= Pelinna =

Ancient Greek polis (city-state) of Ancient Thessaly

Map showing ancient Thessaly. Pelinna (Pelinnaeum) is shown to the centre west north of Tricca.

Pelinna (Πέλιννα) or Pelinnaeum (Πελινναῖον or Πεληναῖον) was an ancient Greek polis (city-state) of Ancient Thessaly, in the district Histiaeotis, a little above the left bank of the Peneius.

The city had a celebrated temple of Zeus Pelinnaeus. Pelinna was situated between Tricca and Pharcadon, near modern Palaiogardiki (Trikala regional unit). The city gained particular prominence in the fourth century BCE through its alliance with Philip II of Macedon. Among other archaeological evidence of the religious significance of Pelinna are two Orphic gold tablets (lamellae) found in 1985 on the site of Petroporos, dating to the late fourth century BCE.

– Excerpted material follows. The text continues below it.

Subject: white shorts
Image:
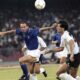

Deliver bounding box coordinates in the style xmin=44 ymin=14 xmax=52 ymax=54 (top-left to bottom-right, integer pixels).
xmin=25 ymin=49 xmax=41 ymax=61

It seems to have been a place of some importance even in the time of Pindar. Alexander the Great passed through the town in his rapid march from Illyria to Boeotia. It did not revolt from the Macedonians together with the other Thessalians after the death of Alexander the Great. In the war between Antiochus III the Great and the Romans, 191 BCE, Pelinna was occupied by the Athamanians, but was soon afterwards recovered by the Romans. The location of Pelinna is at Palaiogardíki (Petroporos), where there are considerable remains of the ancient town. William Martin Leake, describing the situation in the 19th century, stated that "the city occupied the face of a rocky height, together with a large quadrangular space at the foot of it on the south. The southern wall is more than half a mile in length, and the whole circumference near three miles." Joseph Hilarius Eckhel writes that the coins of this town bore the inscription Πεληναῖον. The nearby modern town of Pelinnaioi reflects the ancient name.